其の後は日州、薩州の者ども、再び因尾表を往来すること叶わず。直入ノ郡、朽網をまわって府内へ往還す。 以下略
 <解説>
 時は戦国時代の末期、大友宗麟と島津義久が九州の派遣を争っていた。戸次川の戦いに敗れた大友は遠く宇佐の竜王城まで逃げ、府内は島津の手中にあった。その時の物語である。そして前回の穴囲の戦いの直後である。柳井一族を中核としていた因尾勢は、平素は因尾に住んで農事に励み、いざ合戦ともなれば一族郎党率いて馳せ参じていた。

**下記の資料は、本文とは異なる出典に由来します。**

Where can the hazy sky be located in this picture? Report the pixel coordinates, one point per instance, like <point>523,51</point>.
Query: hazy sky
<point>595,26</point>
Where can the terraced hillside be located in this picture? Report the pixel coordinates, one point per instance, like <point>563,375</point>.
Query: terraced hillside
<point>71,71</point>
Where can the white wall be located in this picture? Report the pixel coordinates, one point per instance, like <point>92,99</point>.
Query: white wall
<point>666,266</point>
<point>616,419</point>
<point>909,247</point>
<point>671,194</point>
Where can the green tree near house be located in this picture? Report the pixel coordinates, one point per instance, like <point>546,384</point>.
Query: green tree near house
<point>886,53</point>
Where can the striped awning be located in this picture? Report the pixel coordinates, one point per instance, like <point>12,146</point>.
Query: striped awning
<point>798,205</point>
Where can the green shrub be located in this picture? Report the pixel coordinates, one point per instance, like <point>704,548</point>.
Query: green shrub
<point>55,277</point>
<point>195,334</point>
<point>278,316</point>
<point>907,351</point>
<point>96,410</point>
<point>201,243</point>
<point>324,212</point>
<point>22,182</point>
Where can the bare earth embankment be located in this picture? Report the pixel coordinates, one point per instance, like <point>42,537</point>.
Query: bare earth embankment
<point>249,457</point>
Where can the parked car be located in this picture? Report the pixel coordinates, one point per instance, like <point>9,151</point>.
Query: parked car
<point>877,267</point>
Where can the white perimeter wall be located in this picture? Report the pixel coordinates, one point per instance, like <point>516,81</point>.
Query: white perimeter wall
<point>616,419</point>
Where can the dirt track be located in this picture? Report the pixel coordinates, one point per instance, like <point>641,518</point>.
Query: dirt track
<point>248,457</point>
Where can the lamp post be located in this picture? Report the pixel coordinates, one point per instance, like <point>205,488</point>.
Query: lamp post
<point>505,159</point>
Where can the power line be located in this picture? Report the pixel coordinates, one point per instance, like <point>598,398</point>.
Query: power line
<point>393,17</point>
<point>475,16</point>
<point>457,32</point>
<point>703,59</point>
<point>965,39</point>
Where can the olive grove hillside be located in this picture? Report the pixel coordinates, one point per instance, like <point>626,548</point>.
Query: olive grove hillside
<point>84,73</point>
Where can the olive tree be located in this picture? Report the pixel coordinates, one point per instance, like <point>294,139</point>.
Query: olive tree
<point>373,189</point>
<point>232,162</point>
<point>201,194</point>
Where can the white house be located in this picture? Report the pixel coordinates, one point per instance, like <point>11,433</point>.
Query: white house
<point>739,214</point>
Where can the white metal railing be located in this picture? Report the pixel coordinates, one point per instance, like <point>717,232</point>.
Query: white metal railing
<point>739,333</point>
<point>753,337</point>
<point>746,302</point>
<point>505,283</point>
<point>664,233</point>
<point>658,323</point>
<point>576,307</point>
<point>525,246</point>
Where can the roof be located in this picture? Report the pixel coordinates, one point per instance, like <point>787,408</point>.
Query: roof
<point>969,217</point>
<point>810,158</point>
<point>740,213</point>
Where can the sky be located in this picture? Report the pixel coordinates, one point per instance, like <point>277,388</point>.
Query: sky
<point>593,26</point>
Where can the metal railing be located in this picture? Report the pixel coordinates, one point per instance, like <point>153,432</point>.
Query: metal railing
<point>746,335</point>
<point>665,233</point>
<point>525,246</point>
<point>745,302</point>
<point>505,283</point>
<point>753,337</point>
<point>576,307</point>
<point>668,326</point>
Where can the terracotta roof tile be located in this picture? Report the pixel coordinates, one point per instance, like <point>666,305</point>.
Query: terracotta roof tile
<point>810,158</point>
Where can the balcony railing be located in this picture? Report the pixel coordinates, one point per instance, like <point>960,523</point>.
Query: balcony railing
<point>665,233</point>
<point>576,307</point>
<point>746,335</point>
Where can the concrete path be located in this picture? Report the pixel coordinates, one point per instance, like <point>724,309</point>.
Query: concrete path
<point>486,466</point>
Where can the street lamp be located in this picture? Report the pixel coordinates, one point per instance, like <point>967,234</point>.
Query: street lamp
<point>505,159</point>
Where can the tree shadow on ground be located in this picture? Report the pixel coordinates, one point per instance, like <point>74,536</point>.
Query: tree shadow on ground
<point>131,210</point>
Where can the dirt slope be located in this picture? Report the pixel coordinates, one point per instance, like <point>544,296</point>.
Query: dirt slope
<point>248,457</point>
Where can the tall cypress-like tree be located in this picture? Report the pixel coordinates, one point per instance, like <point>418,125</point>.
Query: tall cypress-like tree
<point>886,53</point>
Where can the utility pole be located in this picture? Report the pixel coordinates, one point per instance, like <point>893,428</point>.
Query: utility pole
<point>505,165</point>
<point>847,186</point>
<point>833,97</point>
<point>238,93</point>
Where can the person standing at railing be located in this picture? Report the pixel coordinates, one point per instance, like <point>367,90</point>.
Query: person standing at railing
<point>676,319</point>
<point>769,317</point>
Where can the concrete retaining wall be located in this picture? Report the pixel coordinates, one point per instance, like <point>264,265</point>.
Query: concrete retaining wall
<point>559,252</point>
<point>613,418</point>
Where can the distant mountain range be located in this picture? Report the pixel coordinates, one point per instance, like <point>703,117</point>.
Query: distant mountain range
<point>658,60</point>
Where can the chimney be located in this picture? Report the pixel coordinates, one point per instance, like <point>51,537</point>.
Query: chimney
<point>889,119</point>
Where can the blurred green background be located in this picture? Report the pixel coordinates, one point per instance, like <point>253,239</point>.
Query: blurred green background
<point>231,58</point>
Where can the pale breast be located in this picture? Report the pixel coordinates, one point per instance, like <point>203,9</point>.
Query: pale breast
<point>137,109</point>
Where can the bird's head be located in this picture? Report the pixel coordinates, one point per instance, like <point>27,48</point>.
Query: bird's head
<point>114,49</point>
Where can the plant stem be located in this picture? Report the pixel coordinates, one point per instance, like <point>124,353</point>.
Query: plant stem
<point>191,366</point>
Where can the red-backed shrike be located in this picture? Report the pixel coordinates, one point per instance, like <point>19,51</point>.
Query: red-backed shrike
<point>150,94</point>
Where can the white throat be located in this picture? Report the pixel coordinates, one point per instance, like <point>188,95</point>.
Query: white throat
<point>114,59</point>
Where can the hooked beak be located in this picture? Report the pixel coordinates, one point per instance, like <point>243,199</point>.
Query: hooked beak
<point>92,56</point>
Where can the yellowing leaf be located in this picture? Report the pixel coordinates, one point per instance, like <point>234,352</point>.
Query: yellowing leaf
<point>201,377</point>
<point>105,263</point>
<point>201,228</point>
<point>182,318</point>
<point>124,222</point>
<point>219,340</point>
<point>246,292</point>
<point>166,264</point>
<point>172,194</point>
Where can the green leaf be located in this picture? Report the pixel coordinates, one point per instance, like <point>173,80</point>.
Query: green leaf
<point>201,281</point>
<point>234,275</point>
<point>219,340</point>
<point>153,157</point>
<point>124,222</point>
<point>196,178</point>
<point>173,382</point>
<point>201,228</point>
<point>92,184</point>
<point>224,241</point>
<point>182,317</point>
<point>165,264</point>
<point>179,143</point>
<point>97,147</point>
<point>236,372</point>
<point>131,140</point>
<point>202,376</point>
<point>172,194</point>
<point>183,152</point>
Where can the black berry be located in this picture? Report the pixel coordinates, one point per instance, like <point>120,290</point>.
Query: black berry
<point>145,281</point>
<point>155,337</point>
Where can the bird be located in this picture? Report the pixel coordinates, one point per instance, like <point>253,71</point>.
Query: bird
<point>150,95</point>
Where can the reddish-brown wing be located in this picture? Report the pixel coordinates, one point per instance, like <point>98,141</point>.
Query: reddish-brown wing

 たまたま薩州の軍勢、北上して豊後に侵入というので、栂牟礼の下知に応じて因尾勢は、堂ノ間、板屋に迎え撃ったのであった。
少々勝ち過ぎた戦である。本当にこの通りであったか。

 佐伯史談会の会報にある羽柴弘氏の文章を、名文であるのでそのまま載せた。この戦の供養塔にと建てられたのが写真の塔である。438年経過し風化も進んでいる。違う仏が六面に刻まれているが、風化のせいか、判別が難しい。奥の栗の木は何度切っても伸びてくる。この土地は、今はご高齢になった一人暮らしの女性の所有である。